I am trying to executing a hive query, and export its output in HDFS with SEQUENCE FILE format.
beeline> show create table test_table;
+--------------------------------------------------------------------------------------+
| createtab_stmt |
+--------------------------------------------------------------------------------------+
| CREATE TABLE `test_table`( |
| `XXXXXXXXXXXXXX` bigint, |
| `XXXXXXXXXXXxx` int, |
| `XXXXXXXXX` int, |
| `XXXXXX` int) |
| PARTITIONED BY ( |
| `XXXXXXXX` string, |
| `XXXX` string, |
| `XXXXXXXX` string) |
| ROW FORMAT DELIMITED |
| FIELDS TERMINATED BY '\u00001' |
| STORED AS INPUTFORMAT |
| 'org.apache.hadoop.mapred.SequenceFileInputFormat' |
| OUTPUTFORMAT |
| 'org.apache.hadoop.hive.ql.io.HiveSequenceFileOutputFormat' |
| LOCATION |
| 'hdfs://localhost:8020/user/hive/warehouse/local_hive_report.db/test_table' |
| TBLPROPERTIES ( |
| 'transient_lastDdlTime'='1437569941') |
+--------------------------------------------------------------------------------------+
Here is the query which I tried to export the data,
beeline> INSERT OVERWRITE DIRECTORY '/user/nages/load/date'
ROW FORMAT DELIMITED
FIELDS TERMINATED BY ','
LINES TERMINATED BY '\n'
STORED AS SEQUENCEFILE
SELECT * FROM test_table WHERE column=value;
Here is the error,
Error: Error while compiling statement: FAILED: ParseException line 1:61
cannot recognize input near 'ROW' 'FORMAT' 'DELIMITED' in statement (state=42000,code=40000)

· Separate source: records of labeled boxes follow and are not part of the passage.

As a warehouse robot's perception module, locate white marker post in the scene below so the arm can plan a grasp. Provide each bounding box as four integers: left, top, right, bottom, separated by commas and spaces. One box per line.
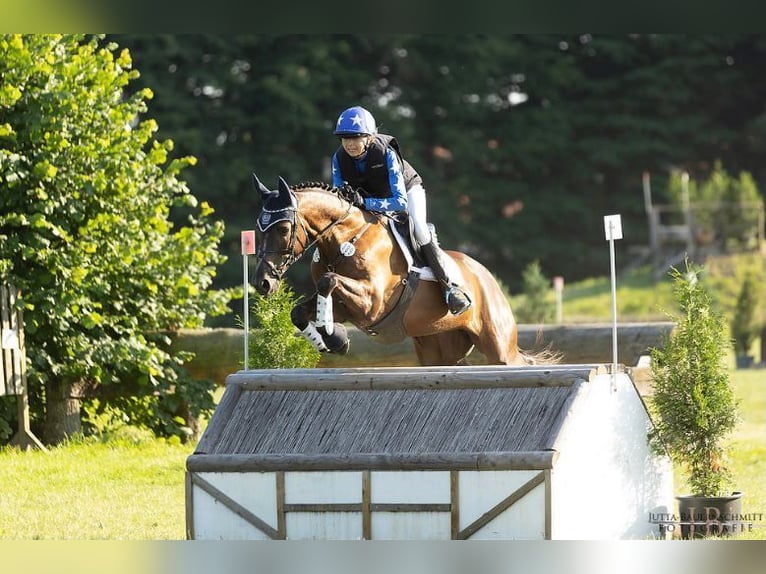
240, 230, 255, 370
553, 275, 564, 325
604, 214, 622, 392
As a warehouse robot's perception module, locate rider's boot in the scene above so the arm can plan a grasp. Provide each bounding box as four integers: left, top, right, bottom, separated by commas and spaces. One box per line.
420, 241, 471, 315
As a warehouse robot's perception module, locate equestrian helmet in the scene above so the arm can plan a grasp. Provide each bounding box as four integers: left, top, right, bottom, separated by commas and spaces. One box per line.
333, 106, 378, 137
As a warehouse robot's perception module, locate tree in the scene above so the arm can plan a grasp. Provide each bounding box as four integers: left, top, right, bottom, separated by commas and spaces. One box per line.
516, 260, 556, 323
648, 258, 739, 496
0, 35, 234, 443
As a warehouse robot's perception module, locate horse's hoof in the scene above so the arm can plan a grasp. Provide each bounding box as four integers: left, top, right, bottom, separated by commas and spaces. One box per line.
322, 323, 350, 355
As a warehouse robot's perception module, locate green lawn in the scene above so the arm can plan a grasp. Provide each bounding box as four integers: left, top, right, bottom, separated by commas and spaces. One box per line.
0, 439, 193, 540
0, 264, 766, 540
0, 361, 766, 540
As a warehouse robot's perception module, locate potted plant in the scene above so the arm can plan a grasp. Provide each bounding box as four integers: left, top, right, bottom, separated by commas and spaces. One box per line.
649, 258, 742, 538
731, 272, 760, 369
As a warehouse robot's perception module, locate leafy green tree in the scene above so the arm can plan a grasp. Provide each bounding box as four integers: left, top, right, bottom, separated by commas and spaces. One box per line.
109, 33, 766, 302
0, 35, 234, 443
515, 260, 556, 323
648, 259, 739, 496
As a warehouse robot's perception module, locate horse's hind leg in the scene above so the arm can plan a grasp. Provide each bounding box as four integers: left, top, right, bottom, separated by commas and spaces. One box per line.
413, 331, 473, 366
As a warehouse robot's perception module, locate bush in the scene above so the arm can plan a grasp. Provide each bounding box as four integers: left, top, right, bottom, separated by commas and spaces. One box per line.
248, 282, 321, 369
515, 260, 556, 323
649, 259, 738, 496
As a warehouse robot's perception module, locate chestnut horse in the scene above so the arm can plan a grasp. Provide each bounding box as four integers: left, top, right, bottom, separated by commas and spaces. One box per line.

Am I missing something here?
Software version: Cloudera hadoop CDH5.3.3, Apache version 0.13.1.
Edit: Updated my temprorary solution below.
As a temporary fix, I have created a Hive table with sequence file format, and inserted selected records into it.
CREATE TABLE temp_table
ROW FORMAT DELIMITED
FIELDS TERMINATED BY ','
LINES TERMINATED BY '\n'
STORED AS SEQUENCEFILE
AS
SELECT * FROM test_table WHERE column=value;
This will create sequence file in the following location in HDFS.
/<HIVE_DATABASE_ROOT>/temp_table.db/